La relation entre André Breton et Louis Aragon illustre des divergences fondamentales dans leur approche du surréalisme, entremêlées à une fraternité amicale, et une rivalité souvent inconsciente. Olivier Barbarant constate : « Breton envisageait le surréalisme principalement comme une révolution mentale, une forme radicale d'émancipation à travers la remise en question de la conscience et du langage. Il portait une méfiance envers l'instrument du langage, craignant que sa manipulation consciente ne le ramène vers une littérature conventionnelle plutôt qu'une libération des contraintes psychiques. Aragon, en revanche, trouvait son émancipation à travers la littérature elle-même. »
À l'inverse de la figure principale du mouvement, où le rêve est quête de vérité, éthique et révolutionnaire, chez l'auteur d'Aurélien, il est élan de l'imaginaire à travers l'écriture, propulsant le lecteur dans une expérience qui se veut inouïe.
Ô grand Rêve, au matin pâle des édifices, ne quitte plus attiré par les premiers sophismes de l’aurore ces corniches de craie où t’accoudant tu mêles tes traits purs et labiles à l’immobilité miraculeuse des Statues ! Écarte ces clartés intolérables, ces saignements du ciel qui éclaboussent depuis trop longtemps mes yeux.

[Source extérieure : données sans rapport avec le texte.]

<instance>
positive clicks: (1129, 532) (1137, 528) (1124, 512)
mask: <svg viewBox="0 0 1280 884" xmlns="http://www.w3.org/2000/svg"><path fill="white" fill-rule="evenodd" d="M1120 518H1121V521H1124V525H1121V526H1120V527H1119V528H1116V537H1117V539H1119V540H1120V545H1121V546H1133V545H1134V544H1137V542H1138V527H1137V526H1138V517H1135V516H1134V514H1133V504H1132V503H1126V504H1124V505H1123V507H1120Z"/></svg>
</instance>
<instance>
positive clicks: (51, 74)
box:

Ta pantoufle est dans mes cheveux, génie au visage fumé, ténèbre éclatante entourée à mon souffle. Empare-toi du reste de ma vie, marée montante à l’écume de fleurs. Des présages par-dessus des tours, des visions au fond de mares d’encre, dans la poussière du café, des migrations d’oiseaux sur la latéralité des devins, des cœurs consultés par des doigts sanglants, des rumeurs, annoncent – les temps se déroulent des draperies – ton règne et ton cyclone, adorable sirène, clown incomparable des cavernes, ô songe adossé au corail, couleur des chutes, odeur du vent !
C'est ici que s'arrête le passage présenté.